Quelle était la discipline sous laquelle vivaient les apôtres
et les premiers disciples
 ?


Il paraît qu’ils étaient tous égaux. L’égalité était le grand principe des esséniens, des récabites, des thérapeutes, des disciples de Jean, et surtout de Jésus-Christ, qui la recommande plus d’une fois.

Saint Barnabé, qui n’était pas un des douze apôtres, donne sa voix avec eux. Saint Paul, qui était encore moins apôtre choisi du vivant de Jésus, non-seulement est égal à eux, mais il a une sorte d’ascendant ; il tance rudement saint Pierre.

On ne voit parmi eux aucun supérieur quand ils sont assemblés. Personne ne préside, pas même tour à tour. Ils ne s’appellent point d’abord évêques.
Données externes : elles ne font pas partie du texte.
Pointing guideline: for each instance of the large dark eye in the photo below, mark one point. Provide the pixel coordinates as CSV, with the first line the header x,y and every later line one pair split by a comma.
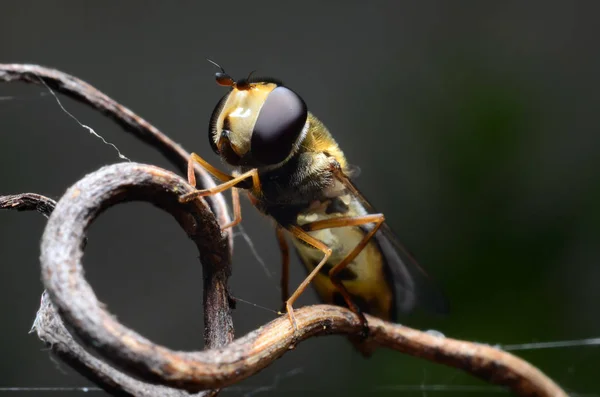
x,y
278,126
212,125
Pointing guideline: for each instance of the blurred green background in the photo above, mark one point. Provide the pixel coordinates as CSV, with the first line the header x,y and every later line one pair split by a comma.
x,y
474,123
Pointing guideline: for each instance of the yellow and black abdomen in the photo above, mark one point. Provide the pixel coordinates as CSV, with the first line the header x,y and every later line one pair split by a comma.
x,y
366,278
Saint Pierre ne donne le nom d’évêque, ou l’épithète équivalente, qu’à Jésus-Christ, qu’il appelle le surveillant des âmes[1]. Ce nom de surveillant, d’évêque, est donné ensuite indifféremment aux anciens, que nous appelons prêtres ; mais nulle cérémonie, nulle dignité, nulle marque distinctive de prééminence.
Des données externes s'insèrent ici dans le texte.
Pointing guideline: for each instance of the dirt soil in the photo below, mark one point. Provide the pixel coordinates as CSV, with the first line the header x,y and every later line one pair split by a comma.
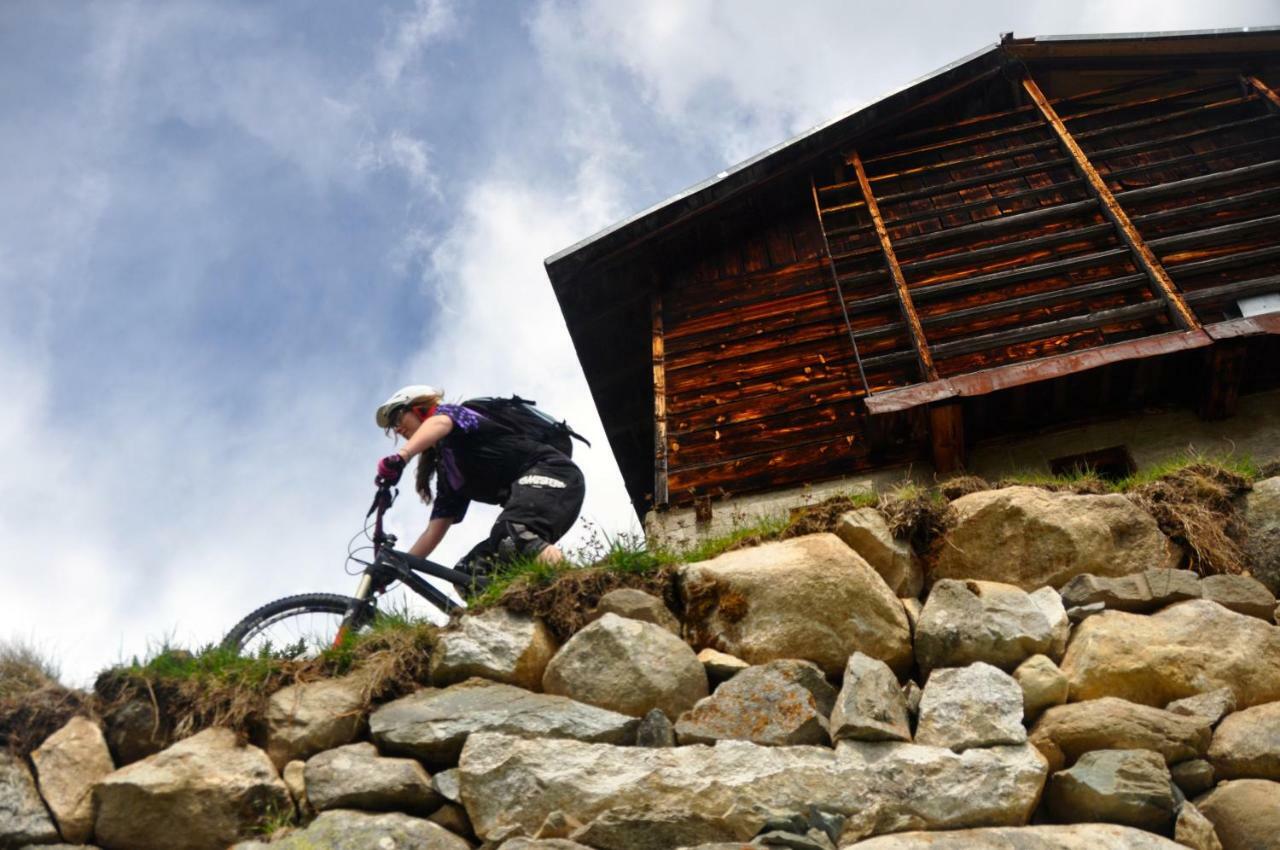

Les anciens ou vieillards sont chargés de distribuer les aumônes. Les plus jeunes sont élus à la pluralité des voix[2], pour avoir soin des tables, et ils sont au nombre de sept : ce qui constate évidemment des repas de communauté[3].

De juridiction, de puissance, de commandement, de punition, on n’en voit pas la moindre trace.
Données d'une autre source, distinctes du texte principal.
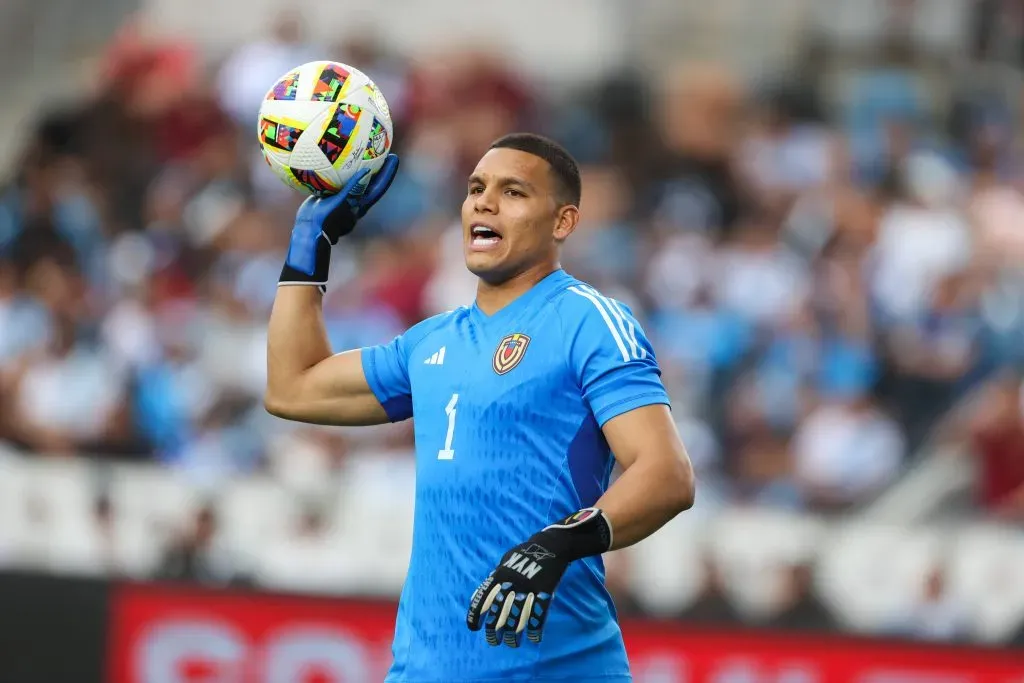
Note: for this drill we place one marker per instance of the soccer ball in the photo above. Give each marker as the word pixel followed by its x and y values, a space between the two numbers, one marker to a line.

Il est vrai qu’Ananias et Saphira sont mis à mort pour n’avoir pas donné tout leur argent à saint Pierre, pour en avoir retenu une petite partie dans la vue de subvenir à leurs besoins pressants ; pour ne l’avoir pas avoué ; pour avoir corrompu, par un petit mensonge, la sainteté de leurs largesses : mais ce n’est pas saint Pierre qui les condamne. Il est vrai qu’il devine la faute d’Ananias ; il la lui reproche; il lui dit[4] : « Vous avez menti au Saint-Esprit ; » et Ananias tombe mort. Ensuite Saphira vient, et Pierre au lieu de l’avertir l’interroge ; ce qui semble une action de juge.

  1. Épître I, chapitre ii, v. 25. (Note de Voltaire.)
  2. Actes, chapitre vi, v. 2. (Id.)
  3. Voyez l’article Église.
  4. Actes, chapitre v, v. 3. (Note de Voltaire.)